The piece was commissioned for Los Angeles’ “Explorations II” series, sponsored by the Museum of Contemporary Art, the California Institute of the Arts, and the Japanese American Cultural and Community Center. The sponsors are to be commended for their choices in curating this series; not often will major institutions take on openly political work, and this series included such outspoken malcontents as Tim Miller and Cheri Gaulke. While it is encouraging that a mainstream public venue has taken on works of controversial content—works that operate on the flip side of formalism—the intensity of the spotlight exaggerates the difficulties encountered at the crossroads of politics and art.
Buchanan’s performance was true to the LA/feminist/political-art credo in the clarity of its motive. Not only was the structure spelled out in the program, the piece opened with an explanation—a conversation between Buchanan and one of her actors—revealing that the dominant metaphor in the performance was the human body, the integration of its parts and function, which represented, in the larger sense, the interdependence of all the world’s people upon each other. The notion of freedom in this work was inextricably linked with personal responsibility for good and evil. In slides, videotapes, recordings, and live performance segments Buchanan referred repeatedly to American action in Central America, placing before the audience evidence of our apathy about the atrocities there, which may have been caused, either directly or indirectly, by our government’s intervention.
Working with many collaborators, Buchanan pulled out all the stops at every production level.
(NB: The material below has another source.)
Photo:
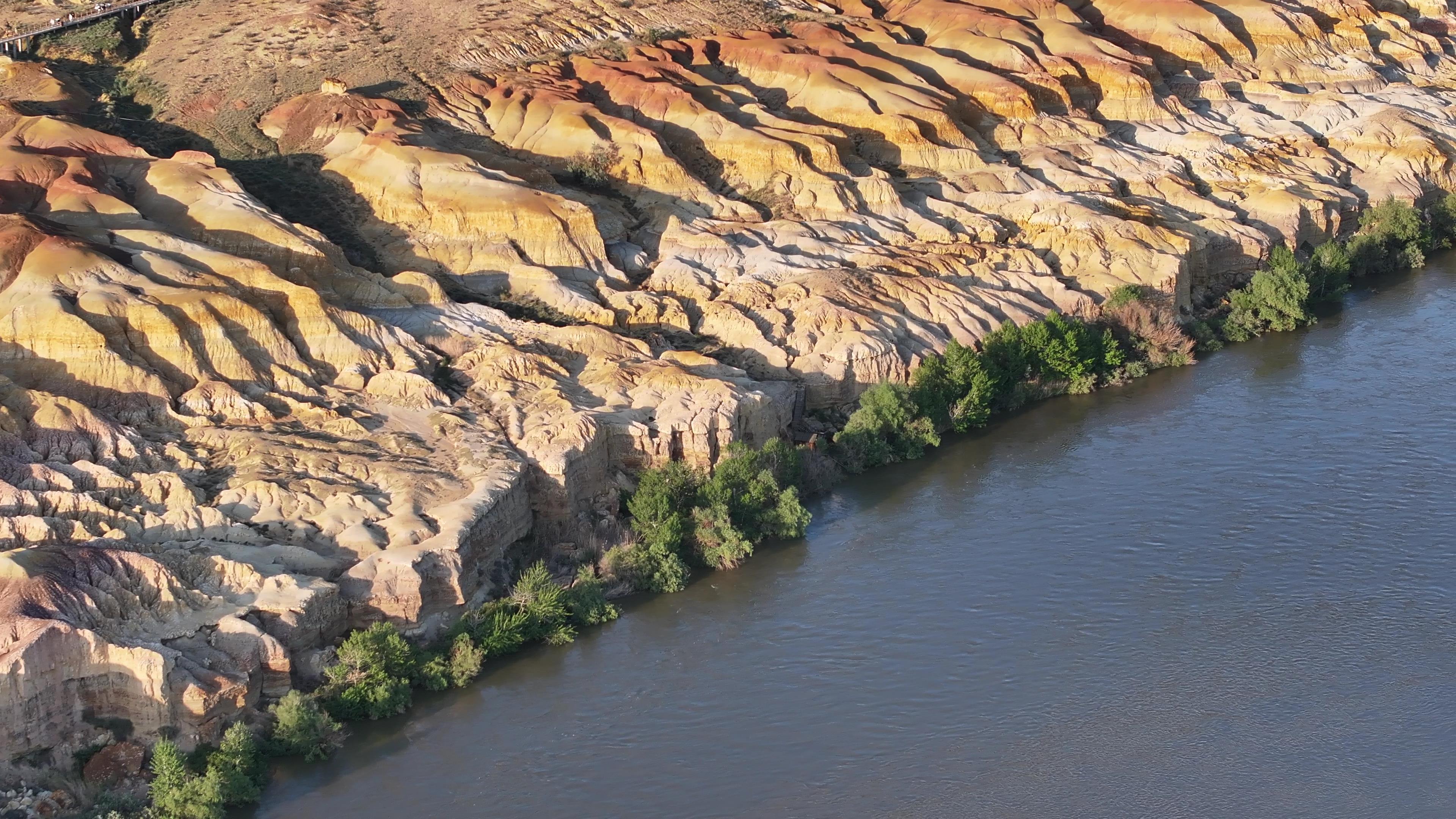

Her knack for simple, potent, often humorous effects has never been more substantially displayed. For example, during the “Eyes/ Sightline” segment an actress opened a window high in the backdrop of the modular stage (think of the “Laugh-In” set) and applied camouflage makeup, while taped voices remarked, “beauty is in the eye of the beholder. Behold, beholder, I am beholden to you.” While a voice-over recited truisms about sight, four actors entered wearing glasses fitted with eyeballs on springs through which they examined the audience. Buchanan performed a beautifully written piece about once having made eye contact with a bum at a stoplight, a moment that catapulted her spirit to a point high over the city from which she looked down to see “millions of tiny sparks, of souls—making connections, all capable of this kind of connection.” At this moment, huge white balloons painted like eyeballs descended from the ceiling and were batted about by the audience. As several actors rose from their seats to reveal shirts painted with hearts, strobes were set off and red light pulsed through the room. A beating heart appeared on the giant screen and Buchanan read a Rosario Murillo poem that spoke of planting a heart in the earth.
The great strength of the performance was diminished, however, by one element—Buchanan’s final addressto the audience. This is a device she has used often in her work and its effect is overwhelmingly disappointing. In her effort to make sure the audience gets the point, she delivers a parting speech that points a finger of guilt and pleads for direct political action. The device insults not only the audience’s ability to grasp the performance, but the performance itself. The audience has just spent more than an hour howling with laughter and gasping at the beauty of her effects, only to be told that these elements were little more than sugar coating on the bitter pill of political remonstrance.
Didacticism is the Achilles’ heel of political performance art. If the motive of the artist is to urge her audience to action, she must first recognize the delicacy of this task and then respect art’s special gift for unfolding the truth and touching the heart and mind.